World Model Driven: Embodied Intelligence Bids Farewell to the Era of "Blind Action"
Embodied intelligence is undergoing a silent paradigm shift.
At the beginning of 2026, after the consecutive launches of the spatial perception model, the large embodied model, and the world model, Ant Lingbo open-sourced an embodied world model called LingBot-VA. LingBot-VA pioneered the "autoregressive video - action" world modeling framework, enabling robots to "deduce while acting" like humans. As of now, its task success rate has increased by 20% compared to the internationally top - notch Pi - 0.5. Motus, jointly open - sourced by Shenshu Technology and Tsinghua University, achieved the "see - think - act" closed - loop for the first time. In the tests of 50 general tasks, its absolute success rate increased by 35% compared to Pi0.5.
Almost at the same time, teams from Stanford, NVIDIA, etc. jointly released Cosmos Policy, realizing that "robotic actions can be learned only with a video generation model"; NVIDIA then released DreamZero, which learns physics and skills through "jointly predicting future videos + corresponding actions (strong alignment between visual planning ↔ motion commands)."
The voices in the academic community echo the research directions of the above models from afar. Yann LeCun, a Turing Award winner and a pioneer in deep learning, believes that only when AI has the ability to "predict the future" like humans can it conduct complex planning. The divergence of technical routes has emerged. The Sim - to - Real simulation school and the "Internet data + real - world data" school are progressing in parallel, and the trend of decoupling software and hardware for "one brain, multiple machines" is accelerating. A series of open - source models at home and abroad provide a reusable and verifiable technical foundation for the new paradigm of embodied intelligence research.
01. "Deduce while acting": Solving the "long - term drift" problem of embodied intelligence
The world model originates from the research on "hypothetical thinking" in cognitive psychology. Its core goal is to enable intelligent agents to construct an internal representation of the environment and predict how their own actions will change the environmental state.
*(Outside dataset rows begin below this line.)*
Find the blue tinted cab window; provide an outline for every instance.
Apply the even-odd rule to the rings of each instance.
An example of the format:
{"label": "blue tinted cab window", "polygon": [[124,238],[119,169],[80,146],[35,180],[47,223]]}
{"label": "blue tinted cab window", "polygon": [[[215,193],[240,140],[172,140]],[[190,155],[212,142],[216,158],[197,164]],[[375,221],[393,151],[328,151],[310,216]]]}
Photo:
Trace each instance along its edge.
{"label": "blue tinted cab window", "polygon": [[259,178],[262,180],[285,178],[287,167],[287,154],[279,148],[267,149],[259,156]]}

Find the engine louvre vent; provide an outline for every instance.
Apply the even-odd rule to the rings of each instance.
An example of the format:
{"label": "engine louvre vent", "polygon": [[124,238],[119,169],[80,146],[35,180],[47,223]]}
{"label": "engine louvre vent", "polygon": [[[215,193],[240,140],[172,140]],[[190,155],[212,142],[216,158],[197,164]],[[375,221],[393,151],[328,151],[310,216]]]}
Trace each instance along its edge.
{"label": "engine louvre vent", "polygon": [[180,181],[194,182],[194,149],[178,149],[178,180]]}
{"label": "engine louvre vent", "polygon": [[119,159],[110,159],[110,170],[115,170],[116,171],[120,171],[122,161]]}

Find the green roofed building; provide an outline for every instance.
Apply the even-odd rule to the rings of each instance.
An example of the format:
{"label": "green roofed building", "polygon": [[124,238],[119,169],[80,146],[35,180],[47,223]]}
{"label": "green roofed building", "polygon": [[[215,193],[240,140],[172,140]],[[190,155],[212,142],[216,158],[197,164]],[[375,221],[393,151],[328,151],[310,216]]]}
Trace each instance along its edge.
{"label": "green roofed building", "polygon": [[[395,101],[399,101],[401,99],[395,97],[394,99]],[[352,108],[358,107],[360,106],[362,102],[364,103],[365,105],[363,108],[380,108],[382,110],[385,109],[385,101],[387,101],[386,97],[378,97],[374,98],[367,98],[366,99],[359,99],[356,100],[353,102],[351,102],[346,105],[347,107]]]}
Early world models focused on compressing and predicting perceptual signals such as video frames. Modern embodied world models are directly aligned with the rules and constraints of the physical world. This means that a well - trained world model can not only predict what the next frame will be but also understand how a ball will fall when thrown and whether the liquid will spill when a robot arm picks up a cup.
This "ability to predict the future" is precisely the prerequisite for complex planning emphasized by Yann LeCun. At the beginning of 2026, this theoretical concept began to be transformed into a verifiable technological reality.
LingBot - VA proposed the "autoregressive video - action" world modeling framework for the first time, deeply integrating large - scale video generation models with robot control. While generating the "next world state," the model directly deduces and outputs the corresponding action sequence, enabling robots to "deduce while acting" like humans.
Motus unified five mainstream embodied basic model paradigms, including the VLA (Visual - Language - Action model), the world model, the video generation model, the inverse dynamics model, and the video - action joint generation model, into the same framework for the first time, constructing a unified modeling path that connects "perception, reasoning, and action."
Cosmos Policy from NVIDIA and Stanford provides a different technical path. The core of this model lies in its powerful planning ability, which can more accurately predict the consequences of actions. When facing difficult tasks, the model doesn't just give one action. Instead, it first makes suggestions: the planning model first proposes N possible action sequences; then it imagines the future: uses the world model to imagine the future scenarios after each action is executed; next, it evaluates and scores: uses the value function to score these future scenarios; and finally, it selects and executes: selects the action with the highest score to execute.
Experiments show that this model - based planning has a much higher success rate than simply performing actions in highly challenging tasks, with the success rate of complex tasks increasing by 12.5%.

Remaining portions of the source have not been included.